Гитлеровцы все ближе и ближе. Все сильнее сжимает Володя ложе карабина. «Почему нет команды, почему никто не стреляет?» — думает он.
Еще минута-другая, и фашисты подойдут совсем близко!..

И вдруг короткое:

Огонь!
Володя не слышал выстрела своего карабина. Он слился с дружным треском пулеметов и автоматов. Мальчик только почувствовал легкий толчок в правое плечо и увидел, как шлепнулся на землю правофланговый.
Упали и другие гитлеровцы — кто подкошенный пулей, кто спасаясь от нее. Но красноармейцы не прекращали огня. Они расстреливали тех, кто полз и двигался короткими перебежками. Нельзя было допустить врага к форту: в рукопашной схватке трудно было бы устоять перед такой лавиной. И фашисты не выдержали, побежали назад.

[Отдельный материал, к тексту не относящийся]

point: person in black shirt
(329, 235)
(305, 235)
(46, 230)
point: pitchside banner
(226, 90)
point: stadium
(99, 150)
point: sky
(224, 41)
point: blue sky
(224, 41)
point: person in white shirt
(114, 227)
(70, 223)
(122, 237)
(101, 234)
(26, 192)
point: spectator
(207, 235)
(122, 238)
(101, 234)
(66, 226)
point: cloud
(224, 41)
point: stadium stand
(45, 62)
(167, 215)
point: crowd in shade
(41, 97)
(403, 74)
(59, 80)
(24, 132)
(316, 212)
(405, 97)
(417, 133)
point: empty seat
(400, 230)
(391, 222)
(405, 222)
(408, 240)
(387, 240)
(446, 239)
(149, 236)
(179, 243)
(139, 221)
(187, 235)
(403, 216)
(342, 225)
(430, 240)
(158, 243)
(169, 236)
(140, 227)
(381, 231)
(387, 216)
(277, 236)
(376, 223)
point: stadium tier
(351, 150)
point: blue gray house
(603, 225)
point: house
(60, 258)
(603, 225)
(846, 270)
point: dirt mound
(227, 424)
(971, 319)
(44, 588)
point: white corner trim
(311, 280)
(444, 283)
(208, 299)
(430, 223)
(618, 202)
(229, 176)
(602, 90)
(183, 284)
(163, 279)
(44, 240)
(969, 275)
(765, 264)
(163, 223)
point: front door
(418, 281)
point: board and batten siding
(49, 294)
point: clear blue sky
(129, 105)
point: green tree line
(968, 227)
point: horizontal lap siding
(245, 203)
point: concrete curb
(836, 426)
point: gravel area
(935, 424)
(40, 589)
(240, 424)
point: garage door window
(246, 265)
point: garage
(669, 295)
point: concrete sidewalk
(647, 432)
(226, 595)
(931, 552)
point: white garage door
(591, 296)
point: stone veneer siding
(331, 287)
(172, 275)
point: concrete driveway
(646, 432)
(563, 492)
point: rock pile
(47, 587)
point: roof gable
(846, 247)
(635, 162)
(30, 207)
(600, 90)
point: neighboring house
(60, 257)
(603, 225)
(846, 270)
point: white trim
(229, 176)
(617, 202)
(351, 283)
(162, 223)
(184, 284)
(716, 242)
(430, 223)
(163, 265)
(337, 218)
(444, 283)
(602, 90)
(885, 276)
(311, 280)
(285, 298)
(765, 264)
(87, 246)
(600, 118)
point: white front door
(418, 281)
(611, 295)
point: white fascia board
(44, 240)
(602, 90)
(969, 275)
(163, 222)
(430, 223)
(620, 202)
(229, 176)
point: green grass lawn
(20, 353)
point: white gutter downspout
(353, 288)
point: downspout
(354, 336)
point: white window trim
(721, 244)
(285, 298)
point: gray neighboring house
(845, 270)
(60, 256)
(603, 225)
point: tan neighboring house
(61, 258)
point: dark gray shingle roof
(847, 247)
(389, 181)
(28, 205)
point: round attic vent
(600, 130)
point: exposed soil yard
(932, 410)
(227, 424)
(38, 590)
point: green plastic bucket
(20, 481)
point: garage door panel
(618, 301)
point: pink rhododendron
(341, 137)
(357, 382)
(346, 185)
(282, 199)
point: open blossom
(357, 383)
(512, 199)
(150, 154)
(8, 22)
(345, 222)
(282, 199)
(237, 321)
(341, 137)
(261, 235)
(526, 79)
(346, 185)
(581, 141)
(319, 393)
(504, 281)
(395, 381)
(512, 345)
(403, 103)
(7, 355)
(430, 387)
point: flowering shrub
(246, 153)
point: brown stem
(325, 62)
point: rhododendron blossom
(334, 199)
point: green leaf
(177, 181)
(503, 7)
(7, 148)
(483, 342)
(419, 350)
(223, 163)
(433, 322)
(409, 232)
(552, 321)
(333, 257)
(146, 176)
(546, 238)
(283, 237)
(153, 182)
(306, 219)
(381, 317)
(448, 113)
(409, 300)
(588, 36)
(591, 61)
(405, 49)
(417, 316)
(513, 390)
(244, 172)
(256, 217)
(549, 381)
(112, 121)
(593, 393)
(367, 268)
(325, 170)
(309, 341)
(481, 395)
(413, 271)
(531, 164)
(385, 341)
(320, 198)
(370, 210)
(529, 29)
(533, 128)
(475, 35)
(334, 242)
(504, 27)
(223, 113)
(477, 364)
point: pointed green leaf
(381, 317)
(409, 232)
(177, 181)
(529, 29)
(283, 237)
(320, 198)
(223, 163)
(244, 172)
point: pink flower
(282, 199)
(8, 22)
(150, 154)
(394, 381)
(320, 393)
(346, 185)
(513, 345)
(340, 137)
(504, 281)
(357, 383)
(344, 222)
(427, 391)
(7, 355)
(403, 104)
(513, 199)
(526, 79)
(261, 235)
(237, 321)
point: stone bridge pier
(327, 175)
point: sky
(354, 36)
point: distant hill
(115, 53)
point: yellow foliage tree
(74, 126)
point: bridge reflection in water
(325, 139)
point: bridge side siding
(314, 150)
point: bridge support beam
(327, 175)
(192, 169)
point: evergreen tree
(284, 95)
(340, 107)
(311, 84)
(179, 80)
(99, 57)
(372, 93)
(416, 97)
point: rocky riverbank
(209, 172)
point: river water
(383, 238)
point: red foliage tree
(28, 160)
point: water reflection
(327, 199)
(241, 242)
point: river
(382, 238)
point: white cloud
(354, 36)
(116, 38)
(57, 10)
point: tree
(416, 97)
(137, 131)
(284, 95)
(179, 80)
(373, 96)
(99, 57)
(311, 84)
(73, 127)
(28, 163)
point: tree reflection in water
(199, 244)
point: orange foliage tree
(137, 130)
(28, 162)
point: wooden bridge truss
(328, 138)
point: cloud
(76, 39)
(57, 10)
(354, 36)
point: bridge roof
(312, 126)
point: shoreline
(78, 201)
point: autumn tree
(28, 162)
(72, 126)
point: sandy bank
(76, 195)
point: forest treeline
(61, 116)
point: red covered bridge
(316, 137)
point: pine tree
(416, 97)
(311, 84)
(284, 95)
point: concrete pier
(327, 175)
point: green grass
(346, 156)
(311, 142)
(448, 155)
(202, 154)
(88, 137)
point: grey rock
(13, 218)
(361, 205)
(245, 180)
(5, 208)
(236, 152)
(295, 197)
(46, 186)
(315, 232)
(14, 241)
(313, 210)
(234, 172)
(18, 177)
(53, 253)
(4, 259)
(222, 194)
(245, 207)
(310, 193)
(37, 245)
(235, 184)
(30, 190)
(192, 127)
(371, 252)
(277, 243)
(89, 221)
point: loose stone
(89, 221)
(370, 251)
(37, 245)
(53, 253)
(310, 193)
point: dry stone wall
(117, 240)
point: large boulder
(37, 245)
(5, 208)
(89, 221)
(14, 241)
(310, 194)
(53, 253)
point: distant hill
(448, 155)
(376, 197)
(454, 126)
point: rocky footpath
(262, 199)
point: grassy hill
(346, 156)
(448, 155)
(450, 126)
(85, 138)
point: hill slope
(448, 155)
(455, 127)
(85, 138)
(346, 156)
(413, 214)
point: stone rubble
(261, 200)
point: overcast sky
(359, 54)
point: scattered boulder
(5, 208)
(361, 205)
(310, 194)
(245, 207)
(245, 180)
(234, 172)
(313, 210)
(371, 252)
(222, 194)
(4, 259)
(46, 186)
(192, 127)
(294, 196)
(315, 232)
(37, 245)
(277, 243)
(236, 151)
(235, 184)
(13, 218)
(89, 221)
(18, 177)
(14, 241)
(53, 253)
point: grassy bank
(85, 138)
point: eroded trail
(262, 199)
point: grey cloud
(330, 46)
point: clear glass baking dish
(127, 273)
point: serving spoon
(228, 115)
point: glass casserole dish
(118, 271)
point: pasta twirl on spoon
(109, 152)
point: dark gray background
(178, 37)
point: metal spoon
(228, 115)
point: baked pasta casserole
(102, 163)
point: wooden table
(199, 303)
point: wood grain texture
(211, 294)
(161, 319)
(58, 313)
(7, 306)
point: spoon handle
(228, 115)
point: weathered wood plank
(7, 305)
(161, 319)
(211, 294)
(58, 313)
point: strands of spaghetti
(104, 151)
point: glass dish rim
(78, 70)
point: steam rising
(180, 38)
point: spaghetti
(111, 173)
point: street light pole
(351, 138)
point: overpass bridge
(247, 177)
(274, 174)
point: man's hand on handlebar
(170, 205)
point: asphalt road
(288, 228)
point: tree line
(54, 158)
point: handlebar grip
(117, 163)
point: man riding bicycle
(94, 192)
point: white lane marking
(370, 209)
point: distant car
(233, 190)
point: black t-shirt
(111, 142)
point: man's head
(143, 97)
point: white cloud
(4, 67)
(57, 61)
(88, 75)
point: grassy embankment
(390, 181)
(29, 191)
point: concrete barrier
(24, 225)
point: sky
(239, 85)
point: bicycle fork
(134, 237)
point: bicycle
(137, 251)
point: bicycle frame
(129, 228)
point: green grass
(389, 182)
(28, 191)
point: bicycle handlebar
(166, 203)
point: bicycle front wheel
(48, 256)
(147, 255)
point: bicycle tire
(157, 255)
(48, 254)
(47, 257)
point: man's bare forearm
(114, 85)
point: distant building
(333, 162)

Володя вздохнул с облегчением. Рядом с ним кто-то тоже громко вздохнул. Горнист обернулся и увидел пожилого усатого пулеметчика, старательно вытиравшего лицо пилоткой. Тот тоже смотрел на Володю.

— Ты откуда такой взялся? — спросил пулеметчик.

— А я в госпитале был, помогал. Теперь я тут… отпустили на два часа…

— Страшно? — в глазах пулеметчика заиграли лукавые огоньки.

— Не очень,— ответил Володя.

— Ты бы воды принес, сынок. Ребята от жажды пропадают. Она, проклятая, сильнее, чем фашисты, донимает.

Принести воды! Легко сказать. А где ее возьмешь, эту воду? В госпитале тяжелораненым и то дают по капле, не больше, а сами врачи и сестры почти совсем не пьют. И все потому, что во время первой же бомбардировки фашисты разбили водопровод. Чтобы добраться до Муховца или Буга, особенно днем, нечего было и думать. Вся местность простреливалась. Володя знал, что отдельные смельчаки ходят к Муховцу, и не без успеха. Значит, и он может пойти.
— Я вам, как стемнеет, принесу воды,— пообещал Володя. В июне сумерки сгущаются медленно. Кажется, и солнце уже давно зашло, а вокруг светло и видимость такая, как в пасмурный зимний день. Но хуже всего то, что непрерывно вспыхивает пламя разрывов, небо прорезают белые дуги ракет, осторожно прощупывают местность прожектора.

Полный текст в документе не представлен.